Computation of nuclear reactor shells by the factorization method under the conjugate conditions (Q2759405)

This paper deals with application of the factorization method under the conjugate conditions for computation of nuclear reactor shells. The cover of nuclear reactor shell is computed according to the theory of deformation of thick circular plate under the action of inner pressure, temperature and force factors. the walls of shell is replaced by the system of vertical beams and circular rings. Using the partition of vertical beam onto three parts, the authors obtain for the \(i\)-th part of the beam the differential equation \(W^{IV}_{i}+4k_{i}^4W_{i}=q/EI_{i},\;i=1,2,3\), where \(W\) is the deflection function, \(q\) is the stress generated by inner pressure.
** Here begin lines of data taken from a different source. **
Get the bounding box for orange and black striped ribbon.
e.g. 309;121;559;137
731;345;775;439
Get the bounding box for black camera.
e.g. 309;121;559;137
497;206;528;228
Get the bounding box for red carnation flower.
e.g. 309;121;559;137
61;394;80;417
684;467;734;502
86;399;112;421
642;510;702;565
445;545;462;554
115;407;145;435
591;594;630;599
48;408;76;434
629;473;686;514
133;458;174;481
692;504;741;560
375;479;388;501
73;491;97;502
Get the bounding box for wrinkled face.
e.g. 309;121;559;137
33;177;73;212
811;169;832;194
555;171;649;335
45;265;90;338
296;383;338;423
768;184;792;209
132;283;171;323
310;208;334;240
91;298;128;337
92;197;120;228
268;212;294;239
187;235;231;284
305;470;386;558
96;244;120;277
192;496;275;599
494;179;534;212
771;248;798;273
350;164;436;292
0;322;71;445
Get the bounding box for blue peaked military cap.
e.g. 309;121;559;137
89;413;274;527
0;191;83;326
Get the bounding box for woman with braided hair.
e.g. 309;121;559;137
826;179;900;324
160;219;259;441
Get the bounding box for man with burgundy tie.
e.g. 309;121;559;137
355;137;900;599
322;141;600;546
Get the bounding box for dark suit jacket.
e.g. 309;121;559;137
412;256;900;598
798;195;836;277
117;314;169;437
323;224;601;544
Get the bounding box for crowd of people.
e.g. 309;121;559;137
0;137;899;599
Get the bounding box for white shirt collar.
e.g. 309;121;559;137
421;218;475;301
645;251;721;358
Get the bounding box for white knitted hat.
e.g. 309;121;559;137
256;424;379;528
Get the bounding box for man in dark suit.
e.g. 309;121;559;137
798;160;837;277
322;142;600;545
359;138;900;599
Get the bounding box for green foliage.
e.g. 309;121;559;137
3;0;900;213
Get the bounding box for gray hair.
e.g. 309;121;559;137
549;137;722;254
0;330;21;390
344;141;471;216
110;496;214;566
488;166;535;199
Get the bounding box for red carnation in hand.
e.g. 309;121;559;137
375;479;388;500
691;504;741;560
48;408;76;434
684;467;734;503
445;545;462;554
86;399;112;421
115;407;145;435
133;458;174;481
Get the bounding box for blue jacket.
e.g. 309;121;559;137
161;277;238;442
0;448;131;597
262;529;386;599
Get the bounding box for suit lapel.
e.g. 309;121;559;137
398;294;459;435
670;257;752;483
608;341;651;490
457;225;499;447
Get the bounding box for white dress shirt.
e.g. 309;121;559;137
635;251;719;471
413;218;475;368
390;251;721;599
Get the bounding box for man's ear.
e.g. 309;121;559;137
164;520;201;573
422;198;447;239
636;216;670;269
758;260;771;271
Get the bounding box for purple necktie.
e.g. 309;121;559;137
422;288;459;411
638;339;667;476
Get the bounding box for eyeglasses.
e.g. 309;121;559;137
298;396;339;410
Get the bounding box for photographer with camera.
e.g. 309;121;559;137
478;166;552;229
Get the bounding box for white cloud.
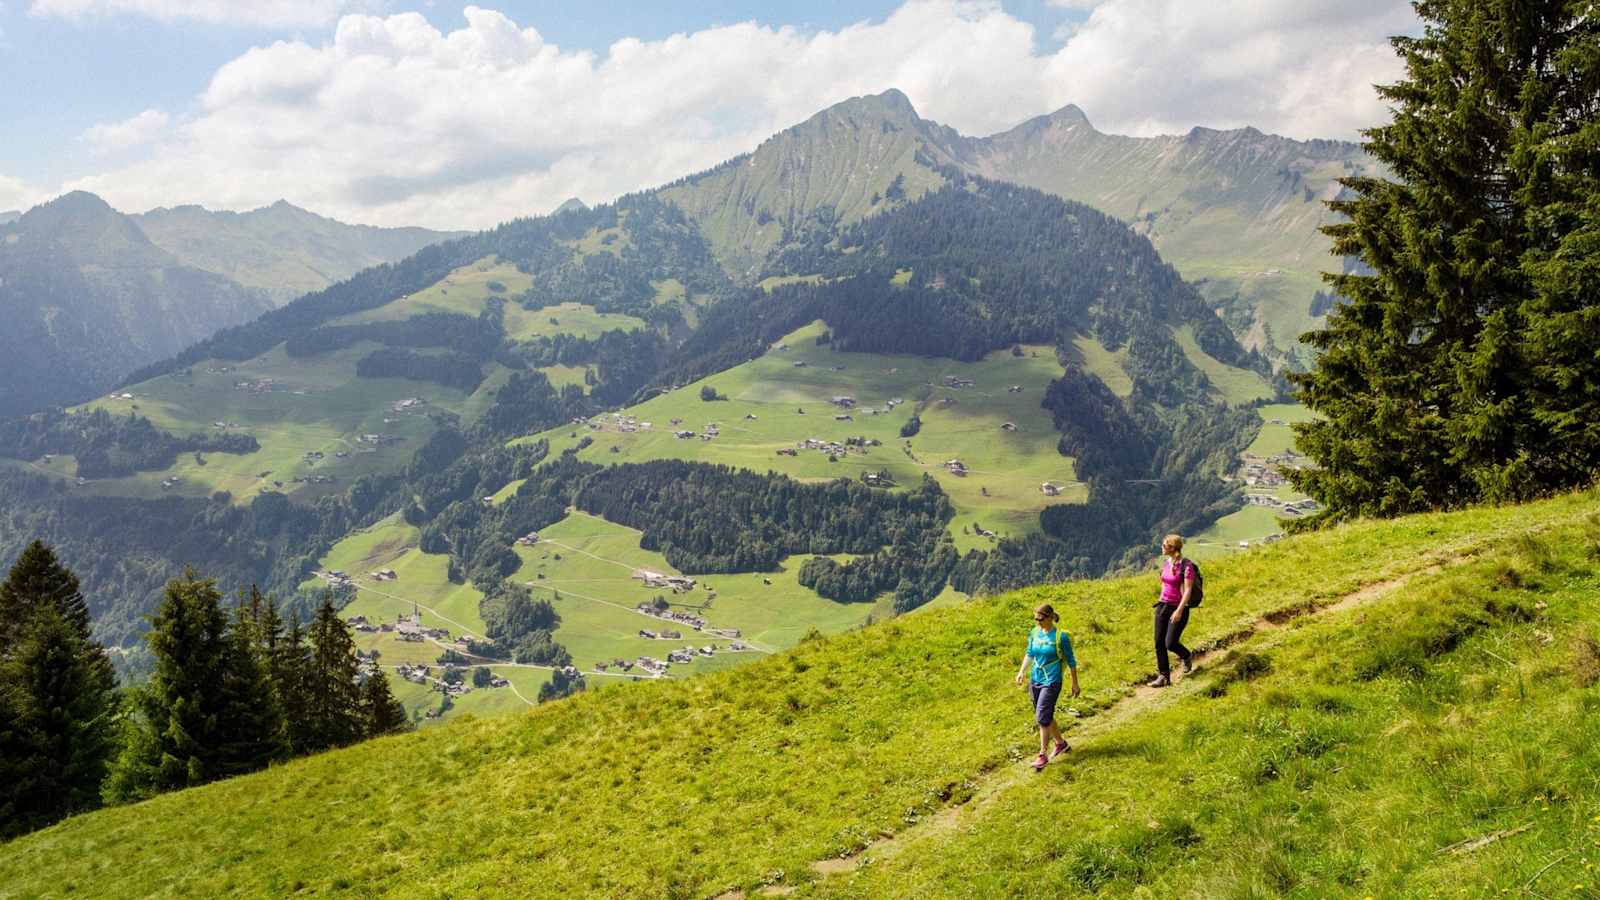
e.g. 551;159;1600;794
56;0;1417;229
0;173;47;212
29;0;372;28
81;108;170;153
1048;0;1414;140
A general solution to this equation on the \(i\)-th part \((0<x<l_{i})\) is searched in the form \(W_{i}(x)=C_{i1}e^{-k_{i}x}\cos k_{i}x+C_{i2}e^{-k_{i}x}\sin k_{i}x+C_{i3}e^{-k_{i}(l_{i}-x)}\cos k_{i}x+C_{i4}e^{-k_{i}(l_{i}-x)}\sin k_{i}x+q/\alpha_{i}\), where \(\alpha_{i}\) is the coefficient of elastic repulsion of \(i\)-th ring; \(C_{ij}, i=1,2,3, j=1,2,3,4\) are constants. To determine constants \(C_{ij}\) the authors deduce a linear system of the 12-th order and solve this system by factorization method under the conjugate conditions.